I am sorry I did not respond earlier, I thought I would be given time to work on this soon, but it was not until today I had time to check this again. But at least I think I got to the core of the problem today. Unfortunately clearing the cache with clearstatcache or through calling MaxServ\FalS3\Driver\Cache->remove does not solve the issue.

Our problem

  1. The modification time of a file is perfectly in sync with the database and the file system.
  2. For some reason the modified time in sys_file.modification_date gets out of sync with what is the true value on the file system. This may happen for instance if files are synced from one environment to another. Because this is a common issue, TYPO3 offers a scheduler task to deal with this.
  3. The scheduler task Update storage index is running periodically, it detects that the modified time is out of sync and updates the value in the database in TYPO3\CMS\Core\Resource\Index\Indexer->updateIndexEntry.
  4. Through a Signal Slot the method MaxServ\FalS3\CacheControl\RemoteObjectUpdater->onLocalMetadataRecordUpdatedOrCreated is called. It updates the remote metadata using $client->copyObject, which in turn changes the modified time of the file. This leaves the file system modified time and sys_file.modification_date out of sync.
  5. The next day the task Update storage index will again notice the difference of the modified time and start the whole process again, effectively leaving the database and file system out of sync forever.
Step sys_file.modification_date Actual modified time
0 0 0
1 0 10
2 10 10
3 10 11

Further problems

The thing gets even worse if we additionally take MaxServ\FalS3\Driver\Cache into account. The value of this cache will also be out of sync. Depending on the order of reading the modified time and clearing the cache it will either have the actual modified time or some wrong, old value. This is described in detail here: https://github.com/aws/aws-sdk-php/issues/1758

Even without the scheduler task Update storage index I think that the database will get out of sync with the true value as soon as MaxServ\FalS3\CacheControl\RemoteObjectUpdater->onLocalMetadataRecordUpdatedOrCreated and $client->copyObject is called once.

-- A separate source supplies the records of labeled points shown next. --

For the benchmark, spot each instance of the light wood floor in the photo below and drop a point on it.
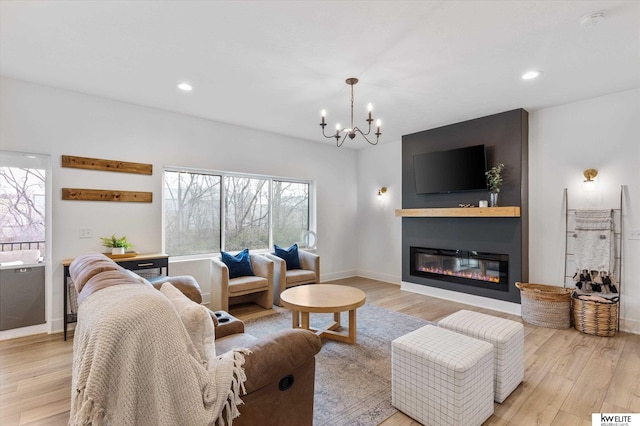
(568, 375)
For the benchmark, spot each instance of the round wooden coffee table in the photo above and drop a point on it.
(324, 298)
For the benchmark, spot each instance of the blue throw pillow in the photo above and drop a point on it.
(289, 255)
(239, 265)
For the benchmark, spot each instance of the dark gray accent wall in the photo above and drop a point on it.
(505, 137)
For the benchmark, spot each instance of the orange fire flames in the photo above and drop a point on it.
(462, 274)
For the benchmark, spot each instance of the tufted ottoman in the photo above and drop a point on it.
(442, 378)
(507, 338)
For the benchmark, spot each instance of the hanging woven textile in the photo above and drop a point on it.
(595, 251)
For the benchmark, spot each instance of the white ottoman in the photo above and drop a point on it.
(442, 378)
(507, 338)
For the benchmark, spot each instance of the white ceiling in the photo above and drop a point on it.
(273, 65)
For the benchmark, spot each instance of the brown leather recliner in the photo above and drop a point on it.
(280, 369)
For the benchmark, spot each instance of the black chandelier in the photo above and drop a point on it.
(351, 131)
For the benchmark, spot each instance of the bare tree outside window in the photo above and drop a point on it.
(22, 206)
(191, 213)
(193, 203)
(246, 213)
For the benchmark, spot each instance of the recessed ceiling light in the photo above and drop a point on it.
(529, 75)
(591, 19)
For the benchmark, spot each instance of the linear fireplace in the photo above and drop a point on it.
(473, 268)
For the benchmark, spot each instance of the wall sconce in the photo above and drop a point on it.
(589, 175)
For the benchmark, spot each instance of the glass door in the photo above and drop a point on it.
(25, 250)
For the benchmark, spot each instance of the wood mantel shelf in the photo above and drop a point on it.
(508, 211)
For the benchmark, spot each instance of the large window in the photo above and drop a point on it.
(191, 213)
(256, 211)
(22, 207)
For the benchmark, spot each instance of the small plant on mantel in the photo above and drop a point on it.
(117, 245)
(494, 178)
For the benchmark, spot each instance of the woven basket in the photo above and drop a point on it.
(593, 317)
(545, 305)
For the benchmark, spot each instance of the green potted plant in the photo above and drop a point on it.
(494, 180)
(117, 245)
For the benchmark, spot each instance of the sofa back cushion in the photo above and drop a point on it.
(196, 319)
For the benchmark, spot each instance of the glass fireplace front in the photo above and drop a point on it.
(488, 270)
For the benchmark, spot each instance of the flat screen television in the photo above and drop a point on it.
(454, 170)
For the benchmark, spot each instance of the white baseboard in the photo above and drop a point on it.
(630, 326)
(469, 299)
(24, 331)
(337, 275)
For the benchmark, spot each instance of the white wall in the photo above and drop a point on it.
(41, 119)
(601, 133)
(380, 242)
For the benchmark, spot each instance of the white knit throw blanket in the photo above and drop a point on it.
(134, 364)
(594, 240)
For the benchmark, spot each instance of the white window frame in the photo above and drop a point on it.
(223, 174)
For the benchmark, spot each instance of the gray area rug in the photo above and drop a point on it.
(353, 382)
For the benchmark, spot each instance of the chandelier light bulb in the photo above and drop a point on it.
(530, 75)
(352, 131)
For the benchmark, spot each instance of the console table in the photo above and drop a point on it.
(134, 263)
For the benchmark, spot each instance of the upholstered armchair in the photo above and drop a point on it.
(283, 278)
(258, 288)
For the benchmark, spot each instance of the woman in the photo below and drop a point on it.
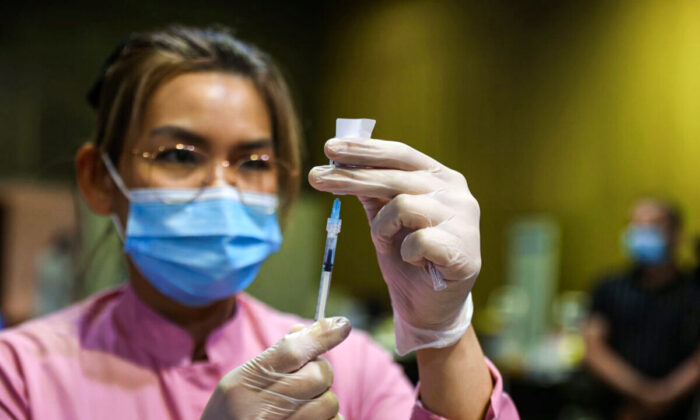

The issue may seem to happen randomly and not with every file. This is probably due to the fact that the modified time is measured in seconds. Thus the error only occurs if step 2 and 3 do not happen within the same second.

Possible solutions

  1. Avoid using $client->copyObject to update metadata.
  2. Use clearstatcache(true, $key) (clear PHP cache) and MaxServ\FalS3\Driver\Cache->remove('$key) (clear FAL database cache) after $client->copyObject. Additionally we would have to set sys_file.modification_date to the correct value.
  3. Avoid cache control headers (more of a workaround than a solution). As we do not use the cache control headers, we actually do not need to update the metadata. The following pull request helps to avoid such unnecessary updates: https://github.com/MaxServ/t3ext-fal_s3/pull/51

You mentioned that (1) is probably tricky. I tried to implement (2) but did hesitate to update sys_file.modification_date directly because I am unsure about side effects this might have. I finally ended up doing (3) and hope that this solves our problem.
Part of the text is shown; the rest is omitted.